7. M.J. - July 19, 2010

Without grammar problems and spelling issues:

I believe I have a way of solving the problem of the final coefficients in the formula polynomials being so small that the computer interprets them as zero.

Solve for the final coefficients individually using the determinant method (actual name is some dead guy I don’t remember).
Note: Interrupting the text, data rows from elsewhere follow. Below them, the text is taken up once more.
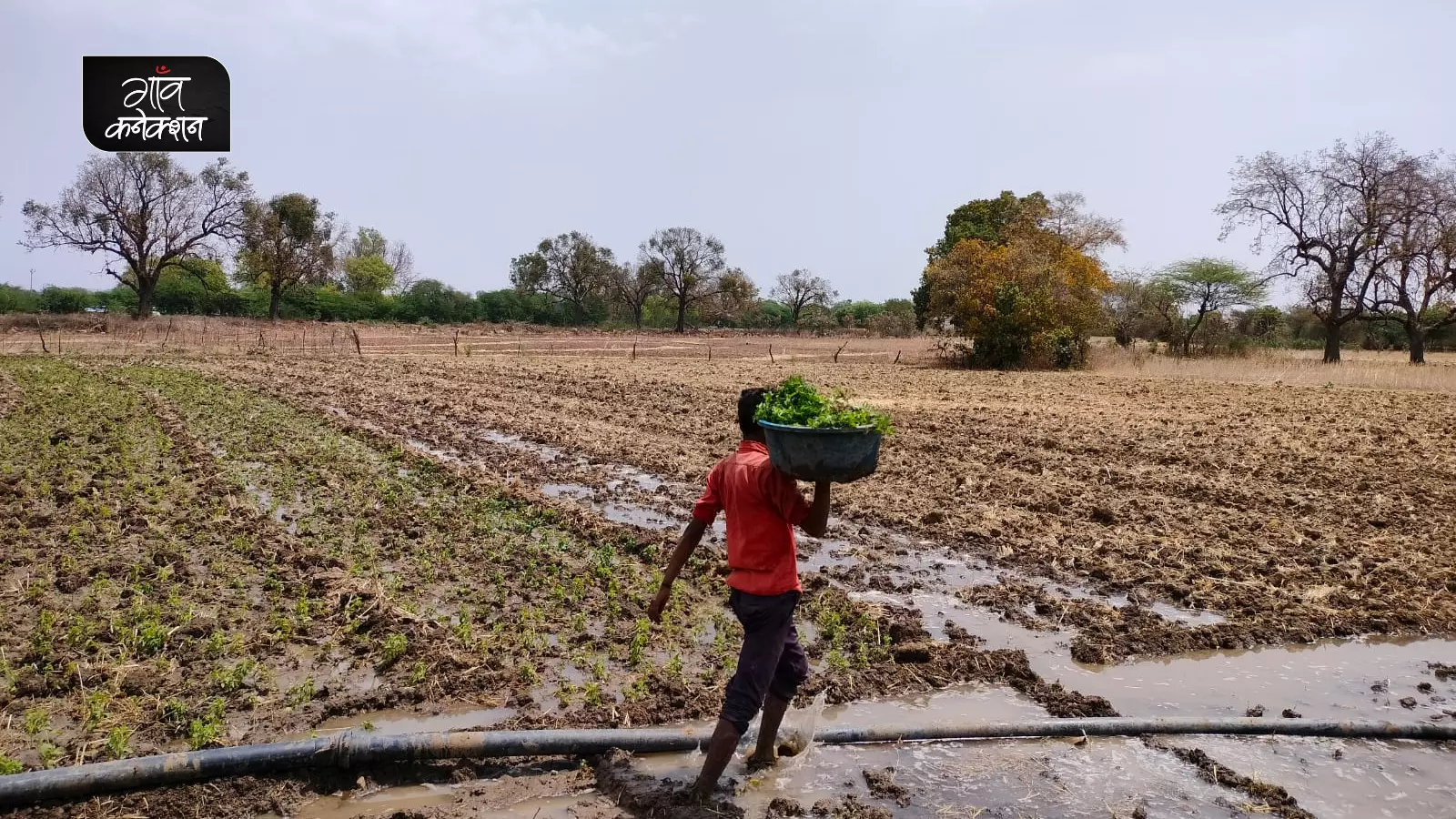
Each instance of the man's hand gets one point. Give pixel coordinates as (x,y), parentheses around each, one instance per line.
(654,611)
(692,535)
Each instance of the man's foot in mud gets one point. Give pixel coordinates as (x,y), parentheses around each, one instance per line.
(692,794)
(761,761)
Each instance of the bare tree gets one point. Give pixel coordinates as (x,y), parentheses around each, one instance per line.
(570,267)
(142,210)
(286,242)
(632,285)
(735,300)
(1208,286)
(800,288)
(1084,232)
(1329,216)
(402,261)
(692,266)
(1417,288)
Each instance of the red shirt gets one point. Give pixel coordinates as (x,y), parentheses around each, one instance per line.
(763,508)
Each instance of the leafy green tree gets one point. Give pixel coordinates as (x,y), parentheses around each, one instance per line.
(431,300)
(1018,283)
(143,212)
(855,314)
(369,274)
(286,242)
(18,299)
(989,220)
(800,288)
(1208,286)
(633,285)
(1264,324)
(895,319)
(196,286)
(369,242)
(921,299)
(571,268)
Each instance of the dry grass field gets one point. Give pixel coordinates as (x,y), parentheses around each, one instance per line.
(230,532)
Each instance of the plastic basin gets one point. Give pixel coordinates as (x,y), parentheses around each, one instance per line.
(823,455)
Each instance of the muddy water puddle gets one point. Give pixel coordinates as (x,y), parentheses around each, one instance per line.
(378,804)
(1340,680)
(1046,778)
(398,722)
(475,800)
(1347,780)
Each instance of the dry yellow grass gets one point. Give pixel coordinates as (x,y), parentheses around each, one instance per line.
(1292,368)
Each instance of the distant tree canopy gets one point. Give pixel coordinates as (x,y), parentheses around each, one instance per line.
(1019,280)
(1203,288)
(142,212)
(286,242)
(1368,228)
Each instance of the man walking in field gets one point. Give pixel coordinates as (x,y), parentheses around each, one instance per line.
(762,508)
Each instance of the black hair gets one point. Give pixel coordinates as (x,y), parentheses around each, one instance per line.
(749,402)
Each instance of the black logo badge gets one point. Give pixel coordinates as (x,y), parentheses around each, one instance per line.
(157,104)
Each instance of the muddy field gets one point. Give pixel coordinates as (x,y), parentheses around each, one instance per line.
(245,547)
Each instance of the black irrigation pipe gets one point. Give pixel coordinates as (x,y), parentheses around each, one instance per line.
(361,748)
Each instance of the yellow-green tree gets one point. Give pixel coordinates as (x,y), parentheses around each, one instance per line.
(1030,300)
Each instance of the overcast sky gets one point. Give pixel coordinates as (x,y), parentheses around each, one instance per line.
(826,135)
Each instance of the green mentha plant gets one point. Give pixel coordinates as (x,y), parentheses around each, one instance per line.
(797,402)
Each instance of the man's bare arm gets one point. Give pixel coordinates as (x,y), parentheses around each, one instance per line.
(692,537)
(817,521)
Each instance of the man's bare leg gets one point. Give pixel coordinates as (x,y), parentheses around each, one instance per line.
(766,753)
(720,753)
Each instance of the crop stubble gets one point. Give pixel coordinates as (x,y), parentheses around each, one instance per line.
(1295,511)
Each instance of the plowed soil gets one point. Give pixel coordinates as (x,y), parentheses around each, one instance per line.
(1293,511)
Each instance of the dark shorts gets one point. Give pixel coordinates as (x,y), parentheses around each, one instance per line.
(771,661)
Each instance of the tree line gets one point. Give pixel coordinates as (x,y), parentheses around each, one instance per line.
(165,234)
(1368,230)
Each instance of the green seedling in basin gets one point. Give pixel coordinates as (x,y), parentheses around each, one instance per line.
(797,402)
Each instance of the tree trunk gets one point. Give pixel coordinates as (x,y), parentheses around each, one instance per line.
(1331,343)
(1416,334)
(145,300)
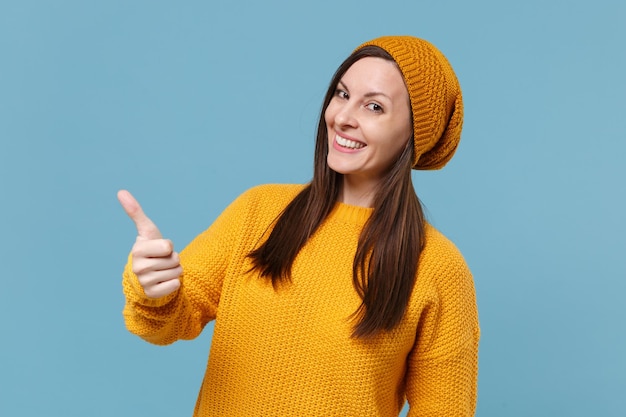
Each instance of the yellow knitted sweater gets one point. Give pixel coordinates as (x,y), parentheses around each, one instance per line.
(288,352)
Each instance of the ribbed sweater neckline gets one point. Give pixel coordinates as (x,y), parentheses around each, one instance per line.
(350,214)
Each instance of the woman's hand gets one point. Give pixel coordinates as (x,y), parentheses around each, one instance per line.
(155,262)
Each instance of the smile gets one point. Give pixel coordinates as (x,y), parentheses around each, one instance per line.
(347,143)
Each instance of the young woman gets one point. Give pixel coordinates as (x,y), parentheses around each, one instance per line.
(333,298)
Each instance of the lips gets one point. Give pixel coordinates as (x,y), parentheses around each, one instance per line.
(347,143)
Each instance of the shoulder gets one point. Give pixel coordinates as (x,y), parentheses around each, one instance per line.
(442,263)
(270,199)
(277,191)
(270,195)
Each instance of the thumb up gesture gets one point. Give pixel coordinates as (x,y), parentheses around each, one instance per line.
(155,262)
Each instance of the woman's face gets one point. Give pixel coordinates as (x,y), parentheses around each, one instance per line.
(368,120)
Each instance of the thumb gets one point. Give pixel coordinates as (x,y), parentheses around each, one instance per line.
(145,227)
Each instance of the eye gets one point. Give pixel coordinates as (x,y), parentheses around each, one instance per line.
(375,107)
(341,94)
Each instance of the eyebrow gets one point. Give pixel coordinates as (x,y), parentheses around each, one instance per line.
(369,94)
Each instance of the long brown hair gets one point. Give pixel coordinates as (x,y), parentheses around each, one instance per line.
(385,264)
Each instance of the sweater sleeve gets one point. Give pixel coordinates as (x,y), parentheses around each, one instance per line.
(443,366)
(205,261)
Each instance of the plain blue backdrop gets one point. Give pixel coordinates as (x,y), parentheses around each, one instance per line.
(189,103)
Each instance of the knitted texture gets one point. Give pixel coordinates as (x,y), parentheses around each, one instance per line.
(435,95)
(288,351)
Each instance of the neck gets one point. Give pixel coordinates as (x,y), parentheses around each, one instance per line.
(357,192)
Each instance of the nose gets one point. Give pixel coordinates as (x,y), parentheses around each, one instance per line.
(345,116)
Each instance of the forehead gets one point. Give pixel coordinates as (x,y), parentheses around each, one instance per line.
(375,74)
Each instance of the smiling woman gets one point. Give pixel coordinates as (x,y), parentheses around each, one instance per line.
(333,298)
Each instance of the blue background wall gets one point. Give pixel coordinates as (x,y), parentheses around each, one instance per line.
(189,103)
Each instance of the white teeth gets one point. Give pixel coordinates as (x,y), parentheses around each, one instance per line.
(346,143)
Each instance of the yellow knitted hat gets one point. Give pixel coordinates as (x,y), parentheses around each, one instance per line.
(435,95)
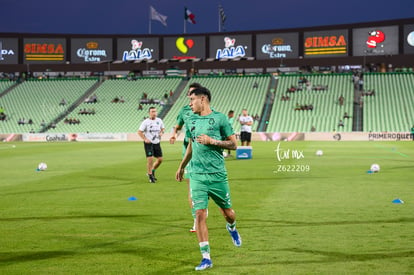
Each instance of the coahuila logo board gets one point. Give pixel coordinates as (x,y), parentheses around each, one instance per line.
(230,51)
(91,53)
(183,46)
(374,42)
(137,52)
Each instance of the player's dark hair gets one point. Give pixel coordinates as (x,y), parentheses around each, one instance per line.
(195,85)
(202,91)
This would still give you the same numerical analysis problem left as is, but the determinant method uses the determinant of a matrix over anther so if you just take the inverse there by flipping the fraction it might give you usable answers for a few higher order matrices.

– I believe another way of writing your c(x)’s is the inverse of the final coefficients in the formula polynomials, if you don’t mess with them at all.

8. M.J. - July 19, 2010

Tried it and it doesn’t seam to help. It was worse than before probably because the the determinants are such large numbers. Looks like I didn’t tell you anything you didn’t already know.

9. M.J. - July 19, 2010

Tried it and it doesn’t seem to help. It was worse than before probably because the determinants are such large numbers. Looks like I didn’t tell you anything you didn’t already know.

10. Kaleb - July 17, 2011

Your python results are supposed to have the coefficients? These don’t even match the coefficients you solved for above.
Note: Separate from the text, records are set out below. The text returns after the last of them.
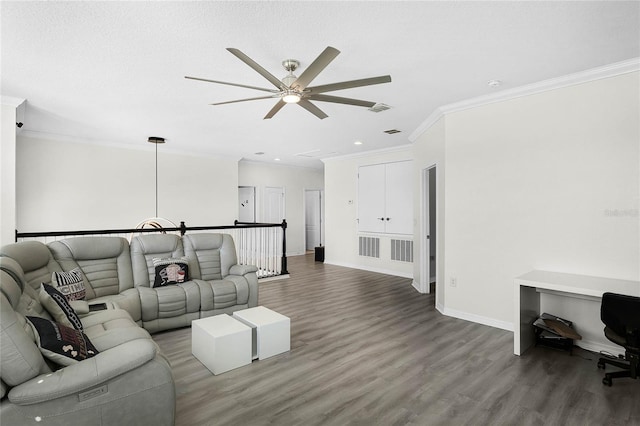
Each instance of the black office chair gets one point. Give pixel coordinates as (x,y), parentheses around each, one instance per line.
(621,317)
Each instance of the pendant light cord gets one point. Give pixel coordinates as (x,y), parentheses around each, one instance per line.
(156,180)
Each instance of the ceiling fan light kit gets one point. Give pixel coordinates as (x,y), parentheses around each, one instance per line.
(292,89)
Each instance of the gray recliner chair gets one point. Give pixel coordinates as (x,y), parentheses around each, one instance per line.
(224,285)
(127,383)
(106,266)
(165,307)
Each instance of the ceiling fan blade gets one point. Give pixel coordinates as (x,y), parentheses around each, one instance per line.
(339,100)
(350,84)
(277,107)
(232,84)
(253,64)
(312,109)
(244,100)
(316,67)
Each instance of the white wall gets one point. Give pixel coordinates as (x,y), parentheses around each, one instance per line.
(341,206)
(546,181)
(294,180)
(8,169)
(64,185)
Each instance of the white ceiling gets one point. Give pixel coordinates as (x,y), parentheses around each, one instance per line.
(113,72)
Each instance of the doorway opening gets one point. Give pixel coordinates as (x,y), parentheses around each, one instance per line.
(247,204)
(428,240)
(313,219)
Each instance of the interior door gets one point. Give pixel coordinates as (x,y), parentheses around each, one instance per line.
(312,218)
(399,198)
(371,198)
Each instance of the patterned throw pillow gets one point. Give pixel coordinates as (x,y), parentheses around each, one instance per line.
(170,271)
(61,344)
(58,307)
(70,284)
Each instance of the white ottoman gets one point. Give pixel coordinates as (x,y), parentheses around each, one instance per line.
(271,331)
(221,343)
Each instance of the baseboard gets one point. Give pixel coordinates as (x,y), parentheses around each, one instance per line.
(492,322)
(377,270)
(599,347)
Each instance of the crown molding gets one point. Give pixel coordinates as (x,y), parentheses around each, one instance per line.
(593,74)
(134,145)
(12,101)
(274,164)
(405,147)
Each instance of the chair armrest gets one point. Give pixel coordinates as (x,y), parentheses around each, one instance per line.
(85,374)
(242,269)
(80,306)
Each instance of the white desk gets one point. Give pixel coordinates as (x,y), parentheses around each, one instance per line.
(527,299)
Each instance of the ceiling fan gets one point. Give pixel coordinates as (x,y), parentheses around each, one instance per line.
(292,89)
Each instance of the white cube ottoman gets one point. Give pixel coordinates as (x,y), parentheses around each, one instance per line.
(221,343)
(272,335)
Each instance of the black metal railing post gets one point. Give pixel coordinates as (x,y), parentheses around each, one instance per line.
(284,248)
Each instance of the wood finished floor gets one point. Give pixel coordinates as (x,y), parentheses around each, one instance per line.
(367,349)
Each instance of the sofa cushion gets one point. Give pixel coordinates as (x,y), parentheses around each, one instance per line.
(61,344)
(105,262)
(70,284)
(20,359)
(59,308)
(170,271)
(35,259)
(144,248)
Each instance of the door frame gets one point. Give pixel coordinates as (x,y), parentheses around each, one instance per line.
(304,214)
(425,242)
(265,206)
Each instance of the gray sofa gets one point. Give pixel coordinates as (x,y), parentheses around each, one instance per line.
(129,381)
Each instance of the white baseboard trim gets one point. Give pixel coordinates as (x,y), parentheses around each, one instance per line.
(504,325)
(599,347)
(377,270)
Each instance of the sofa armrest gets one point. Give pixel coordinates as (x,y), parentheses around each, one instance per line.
(242,269)
(80,306)
(85,374)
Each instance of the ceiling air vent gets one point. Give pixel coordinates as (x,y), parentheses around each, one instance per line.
(379,107)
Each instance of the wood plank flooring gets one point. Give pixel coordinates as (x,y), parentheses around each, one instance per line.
(367,349)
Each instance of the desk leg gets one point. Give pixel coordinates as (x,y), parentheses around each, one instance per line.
(527,309)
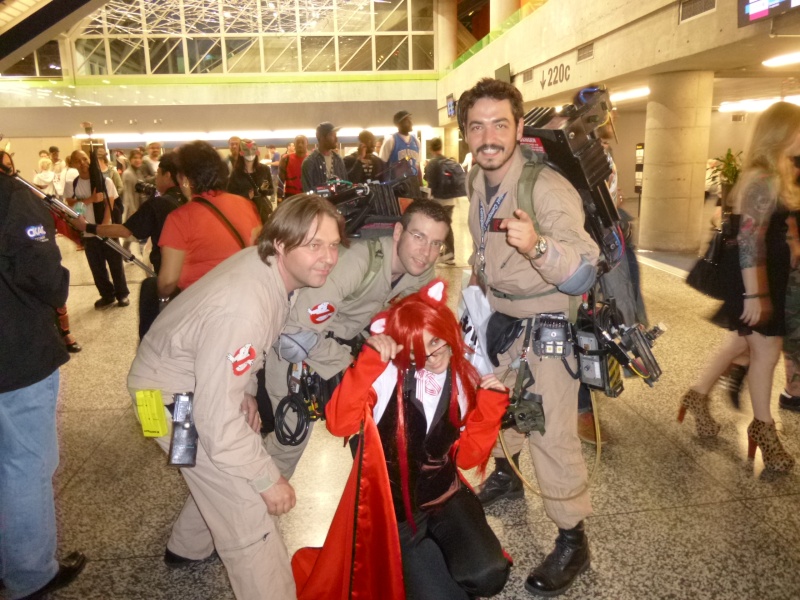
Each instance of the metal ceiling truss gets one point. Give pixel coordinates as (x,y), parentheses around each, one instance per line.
(185,37)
I’ve figured out your pattern and why it’s similar to Pascal’s triangle.

When I have time I’ll compose my notes and post them.

11. Kaleb - July 17, 2011

One additional note. You should know there is a problem with your results when you get negative coefficients. Given that you set up the linear matrix equation, I assume you can figure out why that is. It’s completely non-sensical.